The Hamlet of Wassaic
In the early 1800s, the Gridley Iron Works was established by Noah Gridley and his two sons. Building on the success of the Iron Works, Noah Gridley was able to convince his good friend, Gail Borden, to establish his new condensed milk factory just down the street in 1861. The town barn was built in 1875 and became Luther’s Livestock Commission Market in 1948. Bowman’s Inn, now the Lantern Inn (1890), came next, followed by Maxon Mills in the 1950s. Along the way came Calsi’s General Store, Gridley Chapel, the firehouse, many different post offices, the Wassaic House Hotel, and a smattering of homes.

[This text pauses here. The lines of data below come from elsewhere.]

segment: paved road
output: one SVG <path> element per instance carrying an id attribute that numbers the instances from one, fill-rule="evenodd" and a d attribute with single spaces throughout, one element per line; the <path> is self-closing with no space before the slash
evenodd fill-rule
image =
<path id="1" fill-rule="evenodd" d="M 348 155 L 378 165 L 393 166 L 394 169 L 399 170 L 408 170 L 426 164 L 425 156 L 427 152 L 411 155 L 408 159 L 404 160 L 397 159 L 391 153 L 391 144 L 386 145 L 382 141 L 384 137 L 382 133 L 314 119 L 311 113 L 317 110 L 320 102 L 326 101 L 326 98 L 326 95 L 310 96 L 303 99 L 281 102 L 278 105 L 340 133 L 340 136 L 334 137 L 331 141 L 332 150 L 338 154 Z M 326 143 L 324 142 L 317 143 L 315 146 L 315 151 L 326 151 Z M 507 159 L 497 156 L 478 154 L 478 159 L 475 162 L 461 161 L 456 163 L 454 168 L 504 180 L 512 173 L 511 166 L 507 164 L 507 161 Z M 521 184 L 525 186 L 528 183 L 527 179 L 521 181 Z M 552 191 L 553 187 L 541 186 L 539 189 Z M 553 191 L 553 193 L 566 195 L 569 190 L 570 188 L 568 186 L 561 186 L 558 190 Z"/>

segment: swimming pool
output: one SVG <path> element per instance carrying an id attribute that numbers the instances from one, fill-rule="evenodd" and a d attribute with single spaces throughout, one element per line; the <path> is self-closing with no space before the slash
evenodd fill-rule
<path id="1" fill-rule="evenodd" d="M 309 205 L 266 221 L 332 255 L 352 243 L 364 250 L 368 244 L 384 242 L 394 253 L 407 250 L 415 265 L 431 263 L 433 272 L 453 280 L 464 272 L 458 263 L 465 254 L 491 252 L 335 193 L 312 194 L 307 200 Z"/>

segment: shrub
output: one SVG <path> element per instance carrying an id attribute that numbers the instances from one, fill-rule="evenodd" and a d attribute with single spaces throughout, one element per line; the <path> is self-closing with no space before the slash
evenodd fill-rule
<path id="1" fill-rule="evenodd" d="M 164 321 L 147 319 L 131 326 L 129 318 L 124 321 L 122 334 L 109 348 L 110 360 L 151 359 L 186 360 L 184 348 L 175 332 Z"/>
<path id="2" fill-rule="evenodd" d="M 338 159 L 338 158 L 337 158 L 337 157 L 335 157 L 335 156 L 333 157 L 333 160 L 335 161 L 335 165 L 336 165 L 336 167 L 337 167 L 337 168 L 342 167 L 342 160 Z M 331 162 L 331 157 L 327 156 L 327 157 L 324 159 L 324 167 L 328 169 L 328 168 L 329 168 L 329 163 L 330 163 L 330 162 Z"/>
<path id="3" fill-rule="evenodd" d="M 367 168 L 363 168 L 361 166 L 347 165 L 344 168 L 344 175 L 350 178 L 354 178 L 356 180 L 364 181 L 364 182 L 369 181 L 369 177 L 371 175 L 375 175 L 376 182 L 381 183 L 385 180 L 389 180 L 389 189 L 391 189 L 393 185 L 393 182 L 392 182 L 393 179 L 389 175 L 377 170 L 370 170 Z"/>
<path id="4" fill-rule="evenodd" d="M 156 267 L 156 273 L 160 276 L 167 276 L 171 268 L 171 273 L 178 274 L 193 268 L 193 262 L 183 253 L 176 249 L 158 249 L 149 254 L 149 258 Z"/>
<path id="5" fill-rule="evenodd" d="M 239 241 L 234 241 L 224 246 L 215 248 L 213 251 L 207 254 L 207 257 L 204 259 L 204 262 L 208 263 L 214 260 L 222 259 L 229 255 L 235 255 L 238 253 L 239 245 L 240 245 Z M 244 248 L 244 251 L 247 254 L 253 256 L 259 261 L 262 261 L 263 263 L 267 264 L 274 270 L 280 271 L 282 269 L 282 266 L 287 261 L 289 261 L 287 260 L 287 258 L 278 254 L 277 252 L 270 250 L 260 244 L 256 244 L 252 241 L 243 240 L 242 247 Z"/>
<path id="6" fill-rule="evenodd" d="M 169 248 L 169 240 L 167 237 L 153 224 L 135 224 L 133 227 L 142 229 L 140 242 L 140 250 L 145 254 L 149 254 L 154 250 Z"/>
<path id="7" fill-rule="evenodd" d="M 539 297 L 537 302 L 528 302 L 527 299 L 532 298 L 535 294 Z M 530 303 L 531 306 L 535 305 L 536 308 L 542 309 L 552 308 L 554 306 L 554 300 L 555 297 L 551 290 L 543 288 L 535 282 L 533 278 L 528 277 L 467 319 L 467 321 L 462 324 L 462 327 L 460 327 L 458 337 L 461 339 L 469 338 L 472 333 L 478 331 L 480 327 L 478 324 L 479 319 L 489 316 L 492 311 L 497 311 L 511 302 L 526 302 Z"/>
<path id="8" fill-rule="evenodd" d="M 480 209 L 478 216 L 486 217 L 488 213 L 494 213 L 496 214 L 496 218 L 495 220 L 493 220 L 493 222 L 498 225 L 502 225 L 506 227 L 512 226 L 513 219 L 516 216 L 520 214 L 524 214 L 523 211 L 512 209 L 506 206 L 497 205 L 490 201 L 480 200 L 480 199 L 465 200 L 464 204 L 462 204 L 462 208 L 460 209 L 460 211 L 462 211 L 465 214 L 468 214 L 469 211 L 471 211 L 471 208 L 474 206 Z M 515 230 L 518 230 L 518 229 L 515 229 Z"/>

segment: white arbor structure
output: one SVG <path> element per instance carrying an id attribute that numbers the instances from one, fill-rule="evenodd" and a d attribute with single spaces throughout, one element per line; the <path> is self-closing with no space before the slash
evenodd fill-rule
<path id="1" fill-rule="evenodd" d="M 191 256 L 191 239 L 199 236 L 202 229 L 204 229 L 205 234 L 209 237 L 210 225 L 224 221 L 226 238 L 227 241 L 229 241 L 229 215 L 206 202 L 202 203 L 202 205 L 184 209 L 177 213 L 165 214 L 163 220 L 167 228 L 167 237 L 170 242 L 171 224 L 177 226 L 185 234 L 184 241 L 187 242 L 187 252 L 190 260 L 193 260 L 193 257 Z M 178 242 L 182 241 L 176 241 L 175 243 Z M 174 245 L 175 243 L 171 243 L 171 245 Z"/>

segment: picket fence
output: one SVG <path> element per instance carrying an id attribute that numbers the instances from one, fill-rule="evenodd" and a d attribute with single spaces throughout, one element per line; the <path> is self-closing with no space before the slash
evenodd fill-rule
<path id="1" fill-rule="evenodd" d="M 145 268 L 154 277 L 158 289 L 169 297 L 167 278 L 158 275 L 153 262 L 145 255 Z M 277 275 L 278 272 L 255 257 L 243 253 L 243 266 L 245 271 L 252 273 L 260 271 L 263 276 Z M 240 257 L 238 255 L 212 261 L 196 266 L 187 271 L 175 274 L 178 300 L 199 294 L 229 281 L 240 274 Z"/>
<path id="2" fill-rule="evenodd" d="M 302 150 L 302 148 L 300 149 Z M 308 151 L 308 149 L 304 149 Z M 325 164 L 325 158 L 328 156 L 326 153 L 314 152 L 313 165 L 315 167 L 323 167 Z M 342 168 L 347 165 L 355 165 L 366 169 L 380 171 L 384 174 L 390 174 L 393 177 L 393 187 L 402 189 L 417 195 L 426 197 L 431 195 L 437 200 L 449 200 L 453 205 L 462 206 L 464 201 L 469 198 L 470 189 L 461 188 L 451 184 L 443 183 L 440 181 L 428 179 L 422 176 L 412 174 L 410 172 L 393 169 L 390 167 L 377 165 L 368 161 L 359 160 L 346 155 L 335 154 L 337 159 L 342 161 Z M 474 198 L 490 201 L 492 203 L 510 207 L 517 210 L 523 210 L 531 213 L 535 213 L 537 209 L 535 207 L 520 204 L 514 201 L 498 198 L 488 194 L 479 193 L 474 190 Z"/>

In the 1970s, the Upper Harlem rail line closed down. The mill employed a workforce through the 1980s, and the town enjoyed another boom supported by the Wassaic State School just down the road. However, just as the other boom and bust cycles came and went, the group home movement gave way to a new way of thinking regarding the Wassaic State School and it slowly shut down, relocating employees and killing the local economy. The Luther Barn switched from selling livestock to selling out farm implements as farming in Dutchess County became all but unsustainable. In 2005, with the mill about to be torn down, developers Tony Zunino and Richard Berry stepped in to restore it. And in 2008, artists Bowie Zunino, Eve Biddle, and Elan Bogarin used it to put on our first annual Summer Festival.
Today, Maxon Mills is a seven-floor, 8,000-square-foot art exhibition space, the Luther Barn is home to our summer residency studios, wood shop, print shop, and Maker Space, and the Luther Barn is a full-service bar and restaurant. Along the way, Wassaic has become a destination again, but the goal has always been to revitalize the town, not reshape it.